Feluda is a server-side project that gets deployed on a hosted production machine to function. Hence, we have a lot of Infrastructure-as-Code (IaC) files as part of our production deployment process. IaC files can include dockerfiles and kubernetes configuration files. It is important to ensure that IaC code itself does not have security issues and is following best practices. These issues can be discovered by tools built for scanning IaC code. For Feluda, we use the open source IaC scanning tool Trivy to scan for production configuration vulnerabilities. Fixing IaC vulnerabilities requires knowledge of hardening configuration files, and may require in-depth research.
Note: SAST tools and IaC vulnerability scanning tools keep getting updated with better scanning techniques and/or updated vulnerability databases. Hence, it is best practice to have these tools run weekly as part of a cron job in CI so new vulnerabilities in existing code can be detected.
We also use the OSSF Scorecard static supply-chain security analysis tool to measure the security posture of Feluda. This tool is able to suggest fixes to prevent supply-chain attacks, which are increasingly becoming common. The issues detected may require fixes as simple as pinning dependencies.

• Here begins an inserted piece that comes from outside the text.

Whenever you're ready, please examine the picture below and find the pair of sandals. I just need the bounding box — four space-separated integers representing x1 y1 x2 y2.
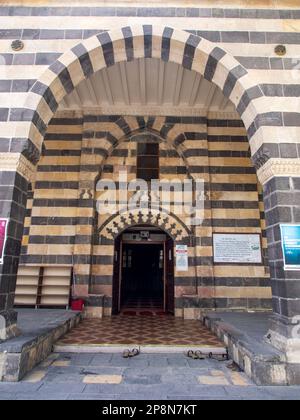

Finally - A software project can never be guaranteed to be 100% secure. It is also not possible to detect every vulnerability in a project by the core team alone. Hence, it is essential to provide a method for external researchers to securely submit security issues without fear of retaliation. For that, we have written a security policy for Feluda that can be accessed here. Writing a security policy requires a basic understanding of cybersecurity laws and how they function in practice, best practices in reporting security issues and vulnerability disclosure processes.
Securing code is a continuous process and not necessarily a technical one. The human element is essential as it requires building a collaborative environment, avoiding blame, learning from mistakes, and developing trust.